You say The AI calls
"what areas are in ~/lisa" list_test_areas
"show me all T0 tests" discover_test_cases(tier="T0")
"find tests about networking" search_tests(query="network")
"details on smoke_test" get_test_case_details
"build a T1 Azure runbook" build_tier_runbook_file
"build a custom runbook" build_runbook
"add this test to my runbook" add_test_to_existing_runbook
"validate my runbook" validate_runbook_file
"write a test suite for X" generate_test_suite_code
"run the runbook" run_lisa_tests
"parse the results" parse_test_results
"is LISA installed?" check_lisa_environment
"explain the tier system" get_tier_info
"analyze failures with AI" analyze_test_run_with_llm
"deep-dive on one failure" analyze_failure_root_cause
"generate an analysis report" generate_analysis_report
"run and analyze end-to-end" run_and_analyze

Workflow H — Selecting a Different LLM Provider

By default the AI analysis tools use the pre-configured Azure OpenAI endpoint.

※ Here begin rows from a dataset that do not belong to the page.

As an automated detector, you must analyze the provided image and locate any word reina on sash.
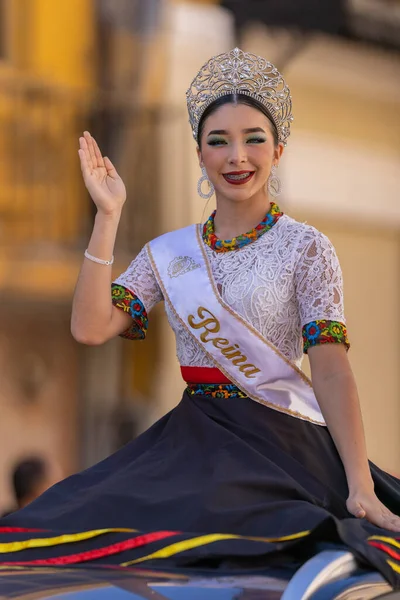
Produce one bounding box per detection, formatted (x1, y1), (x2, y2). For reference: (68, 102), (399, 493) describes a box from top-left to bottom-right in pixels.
(188, 306), (260, 379)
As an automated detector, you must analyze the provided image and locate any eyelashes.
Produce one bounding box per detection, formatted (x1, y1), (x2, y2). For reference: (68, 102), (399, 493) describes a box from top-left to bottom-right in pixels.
(207, 136), (267, 146)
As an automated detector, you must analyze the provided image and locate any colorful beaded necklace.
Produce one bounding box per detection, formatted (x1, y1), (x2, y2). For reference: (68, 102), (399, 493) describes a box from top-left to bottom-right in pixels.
(203, 202), (283, 252)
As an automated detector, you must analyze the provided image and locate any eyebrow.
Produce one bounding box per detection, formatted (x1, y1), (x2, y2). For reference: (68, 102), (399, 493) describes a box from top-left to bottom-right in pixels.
(208, 127), (266, 135)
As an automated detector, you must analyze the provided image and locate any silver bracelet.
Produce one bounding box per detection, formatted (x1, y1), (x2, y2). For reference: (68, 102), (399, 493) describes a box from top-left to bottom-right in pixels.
(85, 249), (114, 265)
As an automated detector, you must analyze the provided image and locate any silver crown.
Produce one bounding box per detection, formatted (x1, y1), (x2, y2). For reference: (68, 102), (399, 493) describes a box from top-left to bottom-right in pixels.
(186, 48), (293, 146)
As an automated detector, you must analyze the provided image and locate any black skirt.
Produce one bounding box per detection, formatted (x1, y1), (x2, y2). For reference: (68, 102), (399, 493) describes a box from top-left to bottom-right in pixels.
(0, 392), (400, 587)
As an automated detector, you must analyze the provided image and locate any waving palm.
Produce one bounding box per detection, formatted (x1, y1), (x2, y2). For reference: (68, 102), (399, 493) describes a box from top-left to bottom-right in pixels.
(78, 131), (126, 214)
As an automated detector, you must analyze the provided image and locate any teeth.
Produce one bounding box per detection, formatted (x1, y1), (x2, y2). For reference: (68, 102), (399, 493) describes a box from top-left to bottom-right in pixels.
(225, 172), (251, 180)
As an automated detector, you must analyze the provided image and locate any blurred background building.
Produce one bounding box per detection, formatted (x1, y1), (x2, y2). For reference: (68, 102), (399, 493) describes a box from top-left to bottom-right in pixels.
(0, 0), (400, 510)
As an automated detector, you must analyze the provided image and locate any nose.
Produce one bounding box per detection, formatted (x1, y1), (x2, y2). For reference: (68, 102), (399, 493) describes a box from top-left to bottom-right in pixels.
(229, 142), (247, 165)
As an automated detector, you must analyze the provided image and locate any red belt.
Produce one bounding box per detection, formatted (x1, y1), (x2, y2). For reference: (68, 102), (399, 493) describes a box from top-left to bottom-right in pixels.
(181, 367), (232, 384)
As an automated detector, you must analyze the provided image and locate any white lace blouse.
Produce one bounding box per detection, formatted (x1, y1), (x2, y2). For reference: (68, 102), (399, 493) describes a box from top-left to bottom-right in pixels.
(114, 215), (345, 367)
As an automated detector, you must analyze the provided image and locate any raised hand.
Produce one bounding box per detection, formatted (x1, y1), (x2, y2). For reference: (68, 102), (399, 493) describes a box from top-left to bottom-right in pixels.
(347, 491), (400, 532)
(78, 131), (126, 215)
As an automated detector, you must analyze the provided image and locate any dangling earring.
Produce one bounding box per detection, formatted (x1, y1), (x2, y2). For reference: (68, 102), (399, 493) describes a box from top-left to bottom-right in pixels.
(197, 167), (215, 200)
(267, 165), (282, 198)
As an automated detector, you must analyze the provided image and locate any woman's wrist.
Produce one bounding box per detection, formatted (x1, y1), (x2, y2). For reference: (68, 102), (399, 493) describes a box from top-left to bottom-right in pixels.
(347, 470), (374, 496)
(95, 207), (122, 223)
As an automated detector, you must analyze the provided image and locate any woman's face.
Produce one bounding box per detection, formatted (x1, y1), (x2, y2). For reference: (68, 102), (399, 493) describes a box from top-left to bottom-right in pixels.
(198, 104), (283, 202)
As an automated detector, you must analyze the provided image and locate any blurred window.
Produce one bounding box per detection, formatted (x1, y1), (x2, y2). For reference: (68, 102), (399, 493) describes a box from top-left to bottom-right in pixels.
(0, 0), (10, 60)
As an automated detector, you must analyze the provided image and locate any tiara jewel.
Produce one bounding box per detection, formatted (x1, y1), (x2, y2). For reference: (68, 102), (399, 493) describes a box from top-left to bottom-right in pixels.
(186, 48), (293, 146)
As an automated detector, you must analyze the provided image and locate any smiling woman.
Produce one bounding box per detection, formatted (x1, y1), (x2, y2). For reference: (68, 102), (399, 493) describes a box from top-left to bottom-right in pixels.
(0, 48), (400, 587)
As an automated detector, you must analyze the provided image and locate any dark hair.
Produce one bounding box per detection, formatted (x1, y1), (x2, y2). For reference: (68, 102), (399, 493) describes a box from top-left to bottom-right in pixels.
(197, 94), (279, 148)
(12, 458), (46, 504)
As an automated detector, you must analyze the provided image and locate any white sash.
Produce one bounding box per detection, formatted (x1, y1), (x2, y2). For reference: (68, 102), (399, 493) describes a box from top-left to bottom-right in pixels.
(147, 225), (325, 425)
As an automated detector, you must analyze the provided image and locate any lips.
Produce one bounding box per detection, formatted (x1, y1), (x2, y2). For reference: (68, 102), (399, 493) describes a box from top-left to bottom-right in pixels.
(222, 171), (254, 185)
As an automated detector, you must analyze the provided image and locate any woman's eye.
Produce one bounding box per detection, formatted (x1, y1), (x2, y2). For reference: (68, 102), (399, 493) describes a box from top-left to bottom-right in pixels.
(247, 137), (267, 144)
(207, 138), (226, 146)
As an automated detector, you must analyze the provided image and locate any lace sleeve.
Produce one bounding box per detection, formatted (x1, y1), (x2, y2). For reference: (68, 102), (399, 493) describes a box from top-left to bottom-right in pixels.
(113, 248), (163, 313)
(295, 227), (346, 327)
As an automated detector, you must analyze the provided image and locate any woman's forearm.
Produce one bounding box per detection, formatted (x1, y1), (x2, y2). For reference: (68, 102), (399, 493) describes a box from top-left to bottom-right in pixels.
(313, 358), (373, 494)
(71, 211), (121, 344)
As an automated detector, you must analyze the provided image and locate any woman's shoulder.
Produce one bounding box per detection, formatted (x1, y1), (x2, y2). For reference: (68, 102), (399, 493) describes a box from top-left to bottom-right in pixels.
(279, 213), (332, 249)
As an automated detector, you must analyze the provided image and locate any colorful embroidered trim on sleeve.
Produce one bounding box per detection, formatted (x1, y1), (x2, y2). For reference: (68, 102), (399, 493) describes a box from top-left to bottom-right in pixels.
(186, 383), (247, 398)
(111, 283), (149, 340)
(302, 320), (350, 354)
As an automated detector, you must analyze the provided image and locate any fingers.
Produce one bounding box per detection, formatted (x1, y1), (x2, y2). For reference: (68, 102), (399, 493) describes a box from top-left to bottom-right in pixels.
(78, 148), (92, 181)
(83, 131), (100, 168)
(92, 137), (105, 167)
(104, 156), (119, 179)
(79, 137), (94, 169)
(354, 506), (367, 519)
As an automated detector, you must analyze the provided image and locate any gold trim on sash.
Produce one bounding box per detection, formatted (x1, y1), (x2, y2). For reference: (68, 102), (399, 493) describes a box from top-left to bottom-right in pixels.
(196, 224), (312, 388)
(145, 237), (325, 426)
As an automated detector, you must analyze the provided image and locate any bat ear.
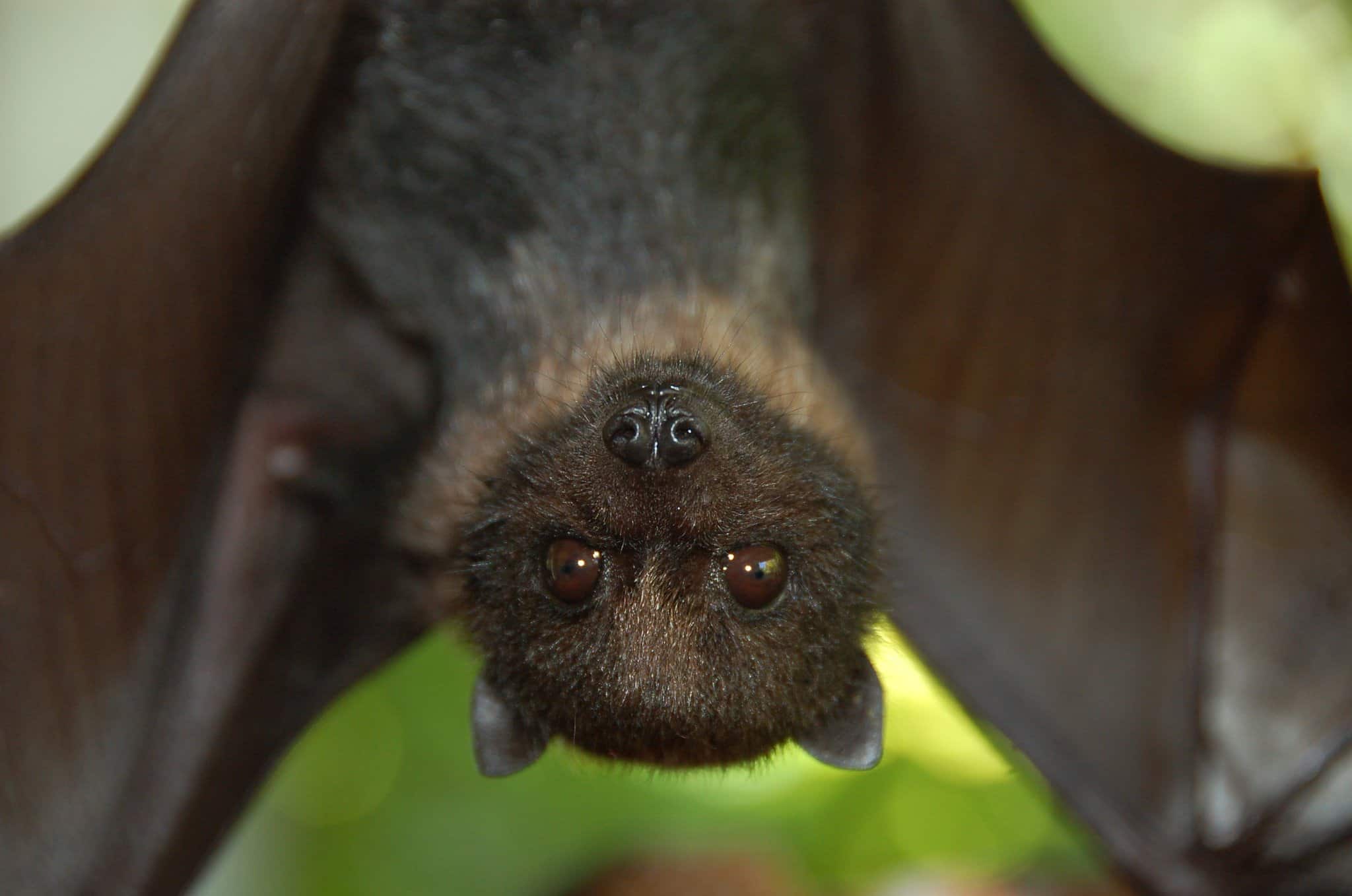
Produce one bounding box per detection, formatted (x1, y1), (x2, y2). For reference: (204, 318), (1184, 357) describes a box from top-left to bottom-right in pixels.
(797, 653), (883, 772)
(471, 673), (547, 779)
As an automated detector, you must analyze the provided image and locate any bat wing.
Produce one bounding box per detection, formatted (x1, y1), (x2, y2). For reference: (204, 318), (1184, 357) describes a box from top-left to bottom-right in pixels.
(0, 0), (430, 893)
(819, 0), (1352, 893)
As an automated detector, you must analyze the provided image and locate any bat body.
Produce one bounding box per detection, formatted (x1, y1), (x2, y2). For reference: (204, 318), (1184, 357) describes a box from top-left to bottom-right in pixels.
(8, 0), (1352, 896)
(312, 1), (881, 773)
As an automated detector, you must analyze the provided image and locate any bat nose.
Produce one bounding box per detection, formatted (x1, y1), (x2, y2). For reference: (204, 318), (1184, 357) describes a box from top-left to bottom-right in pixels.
(601, 387), (708, 469)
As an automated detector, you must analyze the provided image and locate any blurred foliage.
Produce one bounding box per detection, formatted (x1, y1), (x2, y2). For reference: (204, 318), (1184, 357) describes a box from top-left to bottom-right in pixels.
(1014, 0), (1352, 257)
(197, 633), (1095, 896)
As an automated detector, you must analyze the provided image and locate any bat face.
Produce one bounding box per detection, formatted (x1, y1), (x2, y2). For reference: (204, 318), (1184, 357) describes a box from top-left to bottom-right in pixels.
(463, 356), (879, 765)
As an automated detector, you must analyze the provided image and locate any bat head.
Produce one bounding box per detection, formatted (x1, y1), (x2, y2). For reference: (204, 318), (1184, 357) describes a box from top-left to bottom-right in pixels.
(462, 356), (881, 775)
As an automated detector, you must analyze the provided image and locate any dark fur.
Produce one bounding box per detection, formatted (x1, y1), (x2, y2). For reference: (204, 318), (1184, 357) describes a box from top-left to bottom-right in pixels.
(309, 0), (873, 765)
(465, 358), (871, 765)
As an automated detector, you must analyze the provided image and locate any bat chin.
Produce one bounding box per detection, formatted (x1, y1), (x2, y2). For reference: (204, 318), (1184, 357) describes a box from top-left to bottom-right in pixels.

To use a different provider, pass endpoint and api_key explicitly:

OpenAI:

Analyze failures in lisa_results.xml
API key: sk-...
Endpoint: https://api.openai.com/v1/chat/completions
Model: gpt-4o

Local Ollama (no key needed):

Analyze failures in lisa_results.xml
API key: ollama
Endpoint: http://localhost:11434/v1/chat/completions
Model: llama3

Azure AI Foundry:

Analyze failures in lisa_results.xml
API key: <GitHub Models token>
Endpoint: https://models.inference.ai.azure.com/chat/completions
Model: gpt-4o

Call list_llm_providers to see all supported providers and their example endpoints at any time.